Welcome!
This is the community forum for my apps Pythonista and Editorial.
For individual support questions, you can also send an email. If you have a very short question or just want to say hello — I'm @olemoritz on Twitter.
Quick hackish html-book documentation scraper for offline reading
-
You know what's annoying? When people post stuff online as html-books, like with a table of contents page and then a bunch of linked sub-pages with all the content. Lots of documentation, in particular, is organized that way (example: http://tldp.org/LDP/abs/html/ ) and it drives me nuts because I like to read stuff offline, like on my iPad on airplanes.
Solution: a script to crawl such pages starting from the ToC and scrape unique URLs linked therein, one level deep, and append them to one big file that can then be read offline.
Gist: https://gist.github.com/paultopia/460acfda07f9ca7314e5
Takes URL of ToC page from raw_input, deposits a html file in pythonista's internal file system. From there, do with it what you will---pass it to a Dropbox upload script, pass it to docverter or something to make it into a PDF, whev. You can also use pythonista export function to get it into Dropbox or another app (like PDF converter) the easy way, but, for some odd reason, the export function only works when the filename ends with .py (why is this anyway?), so you'll have to edit the filename then edit back.

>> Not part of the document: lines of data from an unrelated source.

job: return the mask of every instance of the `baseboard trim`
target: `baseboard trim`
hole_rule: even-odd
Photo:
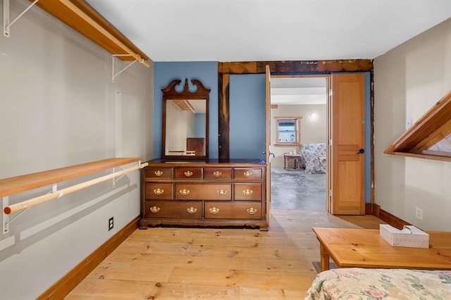
[[[86,277],[100,263],[138,227],[137,216],[118,233],[100,246],[37,299],[61,299]]]
[[[404,225],[412,225],[409,223],[397,218],[396,215],[393,215],[391,213],[381,209],[381,206],[378,204],[372,203],[366,204],[365,206],[365,213],[367,215],[373,215],[387,224],[398,229],[402,229]]]

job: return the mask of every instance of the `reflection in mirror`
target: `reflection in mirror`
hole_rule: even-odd
[[[161,157],[208,158],[209,94],[197,80],[191,82],[197,89],[190,92],[188,80],[183,91],[175,86],[181,80],[173,80],[163,91],[163,140]]]
[[[205,99],[166,100],[166,155],[205,156]]]

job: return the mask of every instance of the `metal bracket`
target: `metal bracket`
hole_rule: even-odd
[[[54,194],[58,191],[58,185],[56,183],[54,183],[51,185],[51,190],[49,191],[47,194]],[[14,218],[9,219],[9,215],[7,215],[4,212],[5,207],[9,206],[9,197],[8,196],[2,198],[2,206],[1,206],[1,212],[3,213],[3,234],[8,233],[9,232],[9,224],[12,223],[13,221],[18,218],[19,218],[23,213],[27,211],[28,208],[25,208],[23,211],[20,211],[19,213],[16,215]]]
[[[111,71],[111,82],[114,82],[114,78],[116,78],[117,76],[119,75],[119,74],[121,74],[121,73],[123,73],[123,71],[125,70],[125,69],[127,69],[128,67],[130,67],[130,65],[132,65],[133,63],[136,63],[137,61],[138,61],[137,59],[135,59],[135,61],[133,61],[132,63],[130,63],[128,65],[127,65],[125,68],[124,68],[123,69],[122,69],[121,71],[118,72],[117,74],[114,74],[114,56],[132,56],[130,54],[113,54],[111,56],[111,65],[112,65],[112,71]]]
[[[33,3],[32,3],[30,6],[25,8],[25,11],[22,12],[16,18],[13,20],[12,22],[9,22],[9,0],[3,0],[3,35],[9,37],[9,28],[11,27],[13,24],[16,21],[17,21],[19,18],[20,18],[23,14],[25,14],[30,8],[35,6],[39,0],[35,0]]]
[[[141,164],[141,161],[138,161],[138,163],[136,165],[140,165]],[[116,168],[113,168],[113,173],[114,174],[116,173]],[[125,174],[123,174],[121,176],[119,176],[117,179],[116,177],[113,177],[113,187],[116,187],[116,183],[121,180],[121,178],[122,178],[123,177],[124,177],[125,175]]]

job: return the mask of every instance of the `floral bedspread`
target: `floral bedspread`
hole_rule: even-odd
[[[451,270],[333,269],[320,273],[305,299],[451,299]]]
[[[326,173],[326,143],[304,144],[299,149],[301,165],[310,174]]]

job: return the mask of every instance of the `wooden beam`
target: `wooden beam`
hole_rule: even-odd
[[[346,59],[334,61],[284,61],[219,62],[219,74],[264,74],[268,65],[271,74],[328,74],[333,72],[370,72],[373,61]]]
[[[228,74],[218,74],[218,158],[228,159],[230,158],[230,105],[229,105],[229,85],[230,75]]]

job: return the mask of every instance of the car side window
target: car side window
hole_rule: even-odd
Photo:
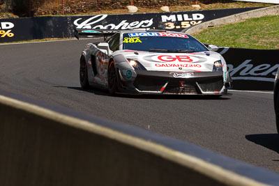
[[[119,38],[120,33],[116,33],[109,40],[110,49],[112,51],[116,51],[119,49]]]

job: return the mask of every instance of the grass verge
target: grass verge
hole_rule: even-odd
[[[279,49],[279,15],[209,28],[193,36],[202,42],[218,46]]]

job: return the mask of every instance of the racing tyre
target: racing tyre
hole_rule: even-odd
[[[279,134],[279,96],[278,95],[277,95],[277,98],[276,98],[275,114],[276,114],[276,118],[277,132]]]
[[[84,56],[80,59],[80,82],[82,89],[88,89],[89,88],[86,62]]]
[[[114,95],[117,91],[117,73],[114,61],[111,61],[107,70],[107,84],[110,95]]]

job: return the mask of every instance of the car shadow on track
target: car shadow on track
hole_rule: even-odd
[[[249,134],[246,135],[245,137],[250,141],[279,153],[278,134]],[[279,160],[274,160],[273,161],[279,161]]]
[[[129,94],[116,94],[111,95],[107,90],[90,88],[89,89],[82,89],[77,86],[54,86],[56,88],[67,88],[77,91],[91,93],[96,95],[114,96],[117,98],[125,98],[132,99],[162,99],[162,100],[229,100],[229,97],[220,97],[216,95],[129,95]]]

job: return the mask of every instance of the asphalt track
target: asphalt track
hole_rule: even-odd
[[[90,40],[0,45],[1,91],[120,121],[279,173],[273,94],[112,97],[80,88],[79,59]]]

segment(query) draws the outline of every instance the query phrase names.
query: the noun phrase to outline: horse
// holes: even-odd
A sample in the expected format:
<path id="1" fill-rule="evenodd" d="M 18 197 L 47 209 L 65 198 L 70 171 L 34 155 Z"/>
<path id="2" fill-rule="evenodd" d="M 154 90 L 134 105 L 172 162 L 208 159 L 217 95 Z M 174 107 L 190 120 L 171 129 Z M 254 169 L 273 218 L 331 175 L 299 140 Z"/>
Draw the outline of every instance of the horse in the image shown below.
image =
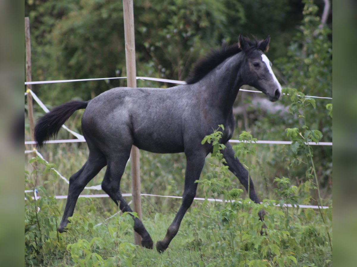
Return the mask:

Caveats: assumes all links are relative urls on same server, and has exactly zero validation to check that (easy to add, I just haven't bothered). Will probably crash if that assumption is violated. Also produces invalid html but not in any way that will bother any browser or converter. Finally, assumes that documents to scrape are structured with content in vanilla html, no Ajax calls or the like.
-
The part where it doesn't check that URLs are relative does seem like an issue, you made an entire web scraper ;) This sounds really cool though.
-
Heh yeah I'm about to add a little validation just for sanity-preserving purposes.
I also just updated so it can handle ToC pages other than index.html or equivalent.
-
Improved! There's a new and much more effective version of the script that:
- Confirms links come from same domain
- Better handles URLS relative to root rather than to ToC folder.
Gist: https://gist.github.com/paultopia/02ca124a111a70faf174
-
@paultopia would you be willing to make this a reop instead of a gist? I have some pull requests in mind.
-
Absolutely @ccc -- here's a full-fledged repo: https://github.com/paultopia/spideyscrape
PRs welcome!
Also, I've refactored a little to make the code a bit more modular, and also to produce technically valid html.
-
FYI, I've tossed up a quick python3 compatible version in a gist for the latest version of pythonista. (Next steps, a proper repo with a version that can handle 2 or 3, plus hopefully/maybe/one day a way to grab images and include in resulting html.)
https://gist.github.com/paultopia/39cb21e080b4abe24de8056e92a40ed2
-
Shouldn't it recurse to the boundary of the domain?
i.e. Relative links are in, as are ones for the same domain name. But ones outside of the domain aren't.
Not having examined the code I don't know if you break cycles, also.